Group A runes were most common in Viking Age Denmark
Langlif
Old Norse Langlíf (f.)
In Scandinavia, the female name Langlíf is first recorded from the middle of the twelfth century. It is suggested that it occurs in scattered (and often late-recorded) place-names in England, in North Yorkshire and in Cumberland. Its occurrence in a minor name Leevingrey Furlong in Flintham, Bingham Wapentake, Nottinghamshire, has been disputed. The name also occurs in twelfth- and thirteenth-century documents from Norfolk. The name means ‘long life’ and may originally have been a by-name.

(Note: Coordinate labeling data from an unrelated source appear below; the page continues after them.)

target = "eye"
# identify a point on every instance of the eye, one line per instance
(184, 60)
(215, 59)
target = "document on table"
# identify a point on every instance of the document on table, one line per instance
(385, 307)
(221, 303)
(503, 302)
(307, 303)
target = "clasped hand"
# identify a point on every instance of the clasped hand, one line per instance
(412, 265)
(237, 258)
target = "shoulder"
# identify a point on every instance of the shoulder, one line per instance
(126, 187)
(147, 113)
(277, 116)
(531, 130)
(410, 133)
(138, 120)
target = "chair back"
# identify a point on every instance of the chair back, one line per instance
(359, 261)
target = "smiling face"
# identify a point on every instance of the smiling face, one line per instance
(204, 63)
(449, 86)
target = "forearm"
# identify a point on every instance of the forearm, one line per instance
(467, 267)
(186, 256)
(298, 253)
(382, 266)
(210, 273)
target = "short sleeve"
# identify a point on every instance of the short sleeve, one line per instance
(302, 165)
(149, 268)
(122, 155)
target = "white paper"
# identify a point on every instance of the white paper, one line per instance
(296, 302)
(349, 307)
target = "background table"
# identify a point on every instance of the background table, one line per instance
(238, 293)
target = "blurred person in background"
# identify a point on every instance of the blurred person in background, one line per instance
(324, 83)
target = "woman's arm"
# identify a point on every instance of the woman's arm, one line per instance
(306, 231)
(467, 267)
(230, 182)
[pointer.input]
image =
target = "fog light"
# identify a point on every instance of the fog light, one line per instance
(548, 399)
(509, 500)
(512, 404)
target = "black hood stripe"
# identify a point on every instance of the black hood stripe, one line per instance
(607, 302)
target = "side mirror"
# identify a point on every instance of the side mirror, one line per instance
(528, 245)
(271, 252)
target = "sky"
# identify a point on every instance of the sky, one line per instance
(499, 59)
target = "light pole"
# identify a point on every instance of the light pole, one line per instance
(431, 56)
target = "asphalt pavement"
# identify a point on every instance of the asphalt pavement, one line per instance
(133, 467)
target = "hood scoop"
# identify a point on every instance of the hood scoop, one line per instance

Susan Kilby, ‘Divining medieval water: the field-names of Flintham in Nottinghamshire’, Journal of the English Place-Name Society 49 (2017), 57-93, at p. 84.
John Insley, Scandinavian Personal Names in Norfolk. Uppsala: Acta Academiae Regiae Gustavi Adolphi LXII (1994), pp. 286-287.
John Insley, ‘Addenda to the Survey of English Place-Names: personal names in field and minor names’, Journal of the English Place-Name Society 10 (1977-8), 41-72, at p. 62.
Gillian Fellows Jensen, Scandinavian Personal Names in Lincolnshire and Yorkshire. Copenhagen: Akademisk Forlag (1968), p. 184.